Elu sans état de grâce
Le creusement de l’écart entre Emmanuel Macron et Marine le Pen s’est donc confirmé ce dimanche. A l’heure où nous avons rédigé cet éditorial, le président sortant l’emportait par quelque 58% des voix contre 42% à sa rivale d’extrême droite; ceci alors que cette dernière avait pu donner l’impression de menacer son rival en dépassant dans les sondages la barre des 47% au début du mois.
Visiblement, le vote barrage fonctionne toujours. Ce qui est une bonne nouvelle, tant il est vrai que si les deux candidat·es sont issu·es du même moule libéral fait de démantèlement social et de cadeaux au grand capital, l’arrivée au pouvoir de l’héritière d’un parti fasciste aurait eu des effets dévastateurs. Pour les plus défavorisés, bien sûr, puisque au démantèlement social se seraient rajoutés le racisme, l’antisémitisme et l’islamophobie décomplexée. Mais plus largement sur l’ensemble en menaçant les institutions.
On constate néanmoins que le repoussoir de l’extrême droite fonctionne moins bien. Le fumet raciste chatouille des papilles de plus en plus largement. La droite traditionnelle est devenue perméable aux idées extrémistes. La candidature d’Eric Zemmour portée par Vincent Bolloré et qui a participé du processus de «dédiabolisation» de Marine le Pen est là pour en témoigner. Une partie du patronat est prêt à se rallier à un raciste patenté et récidiviste. Et Emmanuel Macron, éborgneur des gilets jaunes, lacérateur de tentes des migrant·es à Calais et sourd aux cris des naufragés de la Méditerranée, est bien mal placé pour se poser en rempart contre la droite extrême.
Le président sortant perd près de huit points par rapport 2017. L’abstention qui a atteint un niveau record est aussi passée par là.
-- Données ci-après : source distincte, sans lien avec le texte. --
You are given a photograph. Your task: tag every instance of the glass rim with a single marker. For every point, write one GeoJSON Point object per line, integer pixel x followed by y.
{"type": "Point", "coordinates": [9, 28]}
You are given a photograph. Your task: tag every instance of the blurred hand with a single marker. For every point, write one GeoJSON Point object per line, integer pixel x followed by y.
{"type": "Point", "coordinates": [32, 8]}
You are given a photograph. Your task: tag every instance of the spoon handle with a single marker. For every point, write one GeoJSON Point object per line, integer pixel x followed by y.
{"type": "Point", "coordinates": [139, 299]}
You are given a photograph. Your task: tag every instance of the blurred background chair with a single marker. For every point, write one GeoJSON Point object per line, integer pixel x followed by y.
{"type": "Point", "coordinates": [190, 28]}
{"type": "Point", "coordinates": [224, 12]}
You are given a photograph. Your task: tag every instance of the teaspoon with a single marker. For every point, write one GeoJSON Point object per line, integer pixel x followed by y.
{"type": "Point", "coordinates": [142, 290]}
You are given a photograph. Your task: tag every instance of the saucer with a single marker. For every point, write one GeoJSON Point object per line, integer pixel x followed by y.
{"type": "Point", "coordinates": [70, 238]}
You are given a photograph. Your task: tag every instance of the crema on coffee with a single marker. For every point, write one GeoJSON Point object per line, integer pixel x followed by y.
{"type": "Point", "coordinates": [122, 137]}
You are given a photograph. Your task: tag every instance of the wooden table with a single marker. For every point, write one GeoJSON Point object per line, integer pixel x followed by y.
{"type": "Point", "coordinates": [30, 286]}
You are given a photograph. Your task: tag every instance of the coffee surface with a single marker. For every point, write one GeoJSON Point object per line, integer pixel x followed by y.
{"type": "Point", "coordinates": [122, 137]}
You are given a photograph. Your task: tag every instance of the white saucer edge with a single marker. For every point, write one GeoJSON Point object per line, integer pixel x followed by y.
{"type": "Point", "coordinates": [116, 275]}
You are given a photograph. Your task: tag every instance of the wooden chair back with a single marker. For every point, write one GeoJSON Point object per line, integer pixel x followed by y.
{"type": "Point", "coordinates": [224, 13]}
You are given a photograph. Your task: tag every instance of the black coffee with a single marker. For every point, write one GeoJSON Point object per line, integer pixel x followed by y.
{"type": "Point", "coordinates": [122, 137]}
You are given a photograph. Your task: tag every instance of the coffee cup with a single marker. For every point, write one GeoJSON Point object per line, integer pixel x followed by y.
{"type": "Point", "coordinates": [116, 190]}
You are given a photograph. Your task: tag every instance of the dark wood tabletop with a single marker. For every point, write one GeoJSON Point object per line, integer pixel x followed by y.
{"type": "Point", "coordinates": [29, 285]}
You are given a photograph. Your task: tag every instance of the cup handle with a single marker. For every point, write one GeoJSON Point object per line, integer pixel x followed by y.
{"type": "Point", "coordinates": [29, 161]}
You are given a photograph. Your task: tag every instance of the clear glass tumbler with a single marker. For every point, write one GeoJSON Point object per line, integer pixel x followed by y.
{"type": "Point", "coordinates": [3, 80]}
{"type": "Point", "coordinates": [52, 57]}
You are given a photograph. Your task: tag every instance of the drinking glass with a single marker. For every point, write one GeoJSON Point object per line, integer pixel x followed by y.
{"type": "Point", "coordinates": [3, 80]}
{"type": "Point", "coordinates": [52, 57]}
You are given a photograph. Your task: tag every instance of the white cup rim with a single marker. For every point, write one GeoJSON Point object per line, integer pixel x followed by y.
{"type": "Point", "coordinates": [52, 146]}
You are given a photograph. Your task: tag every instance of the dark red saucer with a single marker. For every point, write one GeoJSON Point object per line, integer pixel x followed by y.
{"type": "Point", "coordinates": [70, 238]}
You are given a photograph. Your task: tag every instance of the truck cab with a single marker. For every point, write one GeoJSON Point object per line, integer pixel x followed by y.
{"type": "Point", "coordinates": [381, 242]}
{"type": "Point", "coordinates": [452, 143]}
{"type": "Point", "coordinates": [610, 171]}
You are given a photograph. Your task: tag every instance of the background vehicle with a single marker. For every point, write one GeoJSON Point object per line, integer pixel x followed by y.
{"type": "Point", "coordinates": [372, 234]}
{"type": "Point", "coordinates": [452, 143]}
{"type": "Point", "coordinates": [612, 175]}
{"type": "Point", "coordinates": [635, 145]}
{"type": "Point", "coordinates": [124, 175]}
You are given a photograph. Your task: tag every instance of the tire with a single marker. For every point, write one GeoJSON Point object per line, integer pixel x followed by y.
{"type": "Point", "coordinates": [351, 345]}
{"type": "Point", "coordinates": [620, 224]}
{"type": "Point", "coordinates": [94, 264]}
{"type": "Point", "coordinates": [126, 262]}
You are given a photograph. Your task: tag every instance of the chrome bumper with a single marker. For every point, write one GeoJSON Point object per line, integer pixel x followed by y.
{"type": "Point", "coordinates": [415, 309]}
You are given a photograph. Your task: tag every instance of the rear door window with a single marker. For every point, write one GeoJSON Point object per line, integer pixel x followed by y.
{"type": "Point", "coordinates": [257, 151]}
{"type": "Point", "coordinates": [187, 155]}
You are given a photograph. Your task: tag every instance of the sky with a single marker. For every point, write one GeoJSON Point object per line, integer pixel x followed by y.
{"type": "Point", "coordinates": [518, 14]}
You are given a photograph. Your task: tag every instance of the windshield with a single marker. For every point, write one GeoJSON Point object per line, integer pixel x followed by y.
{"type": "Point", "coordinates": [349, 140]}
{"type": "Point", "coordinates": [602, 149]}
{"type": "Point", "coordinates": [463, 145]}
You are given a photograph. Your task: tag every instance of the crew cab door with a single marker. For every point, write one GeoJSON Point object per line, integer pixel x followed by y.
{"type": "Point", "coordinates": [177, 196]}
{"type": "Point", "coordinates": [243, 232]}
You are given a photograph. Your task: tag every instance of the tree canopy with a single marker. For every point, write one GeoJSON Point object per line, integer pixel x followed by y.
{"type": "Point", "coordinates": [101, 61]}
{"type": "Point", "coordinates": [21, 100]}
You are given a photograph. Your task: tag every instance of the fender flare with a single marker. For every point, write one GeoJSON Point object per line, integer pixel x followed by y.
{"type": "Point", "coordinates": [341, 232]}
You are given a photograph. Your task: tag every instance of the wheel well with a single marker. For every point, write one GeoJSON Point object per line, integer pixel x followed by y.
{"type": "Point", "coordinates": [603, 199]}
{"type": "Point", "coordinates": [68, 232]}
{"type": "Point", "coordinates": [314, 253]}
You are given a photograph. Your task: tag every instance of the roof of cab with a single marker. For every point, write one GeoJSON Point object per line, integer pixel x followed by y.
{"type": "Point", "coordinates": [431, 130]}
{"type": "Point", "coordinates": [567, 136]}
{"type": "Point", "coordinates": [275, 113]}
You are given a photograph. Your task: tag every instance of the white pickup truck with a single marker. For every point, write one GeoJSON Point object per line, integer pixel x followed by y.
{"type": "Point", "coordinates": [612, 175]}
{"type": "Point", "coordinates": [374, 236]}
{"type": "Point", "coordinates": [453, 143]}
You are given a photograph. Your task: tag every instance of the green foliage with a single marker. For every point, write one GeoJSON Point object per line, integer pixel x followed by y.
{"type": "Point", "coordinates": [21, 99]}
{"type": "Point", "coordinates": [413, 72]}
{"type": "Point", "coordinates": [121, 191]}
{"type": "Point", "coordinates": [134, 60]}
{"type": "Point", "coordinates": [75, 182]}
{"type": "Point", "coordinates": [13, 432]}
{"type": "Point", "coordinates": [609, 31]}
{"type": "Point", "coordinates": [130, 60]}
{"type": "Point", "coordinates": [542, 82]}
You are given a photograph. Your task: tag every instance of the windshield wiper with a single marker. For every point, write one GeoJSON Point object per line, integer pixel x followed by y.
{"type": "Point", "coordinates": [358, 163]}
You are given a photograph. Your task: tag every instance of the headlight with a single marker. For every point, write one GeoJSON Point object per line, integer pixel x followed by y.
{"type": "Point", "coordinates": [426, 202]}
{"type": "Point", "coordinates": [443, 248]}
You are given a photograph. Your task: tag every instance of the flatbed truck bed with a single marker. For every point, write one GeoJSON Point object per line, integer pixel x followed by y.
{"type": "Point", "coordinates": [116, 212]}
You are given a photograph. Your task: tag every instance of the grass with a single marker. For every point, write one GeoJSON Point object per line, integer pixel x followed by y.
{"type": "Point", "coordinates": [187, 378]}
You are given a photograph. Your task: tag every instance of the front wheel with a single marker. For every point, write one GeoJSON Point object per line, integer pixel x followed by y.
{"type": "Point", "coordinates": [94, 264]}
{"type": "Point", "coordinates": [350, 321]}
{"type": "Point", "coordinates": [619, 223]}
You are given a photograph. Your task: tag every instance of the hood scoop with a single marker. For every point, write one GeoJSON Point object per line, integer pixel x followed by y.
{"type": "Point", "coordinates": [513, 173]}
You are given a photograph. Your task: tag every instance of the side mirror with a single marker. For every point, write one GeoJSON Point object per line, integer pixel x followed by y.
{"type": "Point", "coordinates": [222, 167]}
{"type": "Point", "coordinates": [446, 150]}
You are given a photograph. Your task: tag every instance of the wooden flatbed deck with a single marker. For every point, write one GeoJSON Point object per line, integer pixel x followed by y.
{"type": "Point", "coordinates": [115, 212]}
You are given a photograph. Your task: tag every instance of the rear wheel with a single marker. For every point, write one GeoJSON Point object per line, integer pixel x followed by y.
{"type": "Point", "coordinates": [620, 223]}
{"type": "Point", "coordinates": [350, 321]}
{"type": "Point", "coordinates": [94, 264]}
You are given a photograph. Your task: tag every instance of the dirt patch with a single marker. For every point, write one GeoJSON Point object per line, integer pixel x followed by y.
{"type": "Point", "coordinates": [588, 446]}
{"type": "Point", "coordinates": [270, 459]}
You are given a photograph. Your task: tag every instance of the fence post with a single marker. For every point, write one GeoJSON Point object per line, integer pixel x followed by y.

Elle traduit un certain désarroi des Français·es se sentant orphelin·es de la politique. Et la campagne hors-sol du Marcheur n’a rien pour rassurer. On peut comprendre la frustration exprimée par de nombreux votant·es par rapport à ce deuxième tour dont la configuration a permis d’esquiver la plupart des débats qui structureront ces prochaines années: climat, justice sociale, fiscalité, politique internationale, etc. Mais ce dilemme est connu: tout système électoral connaît des angles morts, il arrive qu’une personne qui aurait eu davantage de chance de l’emporter au deuxième tour ne soit pas qualifiée au premier. Un exercice de Sciences Po de première année… Il eût fallu y penser avant.
Le troisième tour, celui des législatives du 12 juin prochain, a déjà commencé. Et il va être crucial pour bloquer le rouleau compresseur néolibéral. En cela, l’initiative prise par l’équipe de Jean-Luc Mélenchon de prendre langue avec les autres composantes du peuple de gauche en vue d’un regroupement sur des valeurs communes peut donner espoir. Il permettra peut-être de rompre avec le social-libéralisme incarné encore récemment par François Hollande. Et qu’on observe ces jours-ci en Allemagne avec un Gerhard Schröder, l’inventeur de la troisième voie avec Tony Blair, empêtré dans ses liens incestueux avec Poutine. Une dynamique qui entraîne toute la social-démocratie dans un naufrage.
La gauche du XXIe siècle reste à réinventer, c’est sans doute cela la vraie leçon de ce dimanche.